From 8fda4360bf9ac18ecdb6f82b1392d6630b29f41a Mon Sep 17 00:00:00 2001
From: Parham MohammadAlizadeh <prhmma@gmail.com>
Date: Sat, 18 Oct 2025 16:15:14 +0100
Subject: [PATCH 9/9] Update Doc/library/codecs.rst - deduplication

Co-authored-by: Stan Ulbrych <89152624+StanFromIreland@users.noreply.github.com>
---
 Doc/library/codecs.rst | 6 +++---
 1 file changed, 3 insertions(+), 3 deletions(-)

diff --git a/Doc/library/codecs.rst b/Doc/library/codecs.rst
index 2c9545e3c5e303..2a5994b11d83d9 100644
--- a/Doc/library/codecs.rst
+++ b/Doc/library/codecs.rst
@@ -991,9 +991,9 @@ possibilities: store the bytes in big endian or in little endian order. These
 two encodings are called ``UTF-32-BE`` and ``UTF-32-LE`` respectively. Their
 disadvantage is that if, for example, you use ``UTF-32-BE`` on a little endian
 machine you will always have to swap bytes on encoding and decoding.

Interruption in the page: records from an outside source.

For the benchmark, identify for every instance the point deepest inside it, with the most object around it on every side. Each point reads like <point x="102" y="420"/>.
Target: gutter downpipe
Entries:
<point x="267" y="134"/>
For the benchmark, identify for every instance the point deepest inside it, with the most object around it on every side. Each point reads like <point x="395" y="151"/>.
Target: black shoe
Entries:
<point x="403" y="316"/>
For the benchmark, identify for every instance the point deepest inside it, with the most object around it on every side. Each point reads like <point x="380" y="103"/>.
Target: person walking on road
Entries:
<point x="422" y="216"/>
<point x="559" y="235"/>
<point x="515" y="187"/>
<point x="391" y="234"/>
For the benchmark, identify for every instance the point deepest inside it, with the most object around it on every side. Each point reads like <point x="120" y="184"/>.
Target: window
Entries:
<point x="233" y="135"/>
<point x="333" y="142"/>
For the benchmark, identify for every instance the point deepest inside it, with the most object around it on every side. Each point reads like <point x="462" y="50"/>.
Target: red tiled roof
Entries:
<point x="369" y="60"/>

-Python's ``UTF-32`` codec avoids this problem by using the platform's native byte
-order when no BOM is present. The plain ``UTF-16`` codec (without a ``-BE`` or
-``-LE`` suffix) behaves the same way. Python follows prevailing platform
+Python's ``UTF-16`` and ``UTF-32`` codecs avoid this problem by using the
+platform's native byte order when no BOM is present.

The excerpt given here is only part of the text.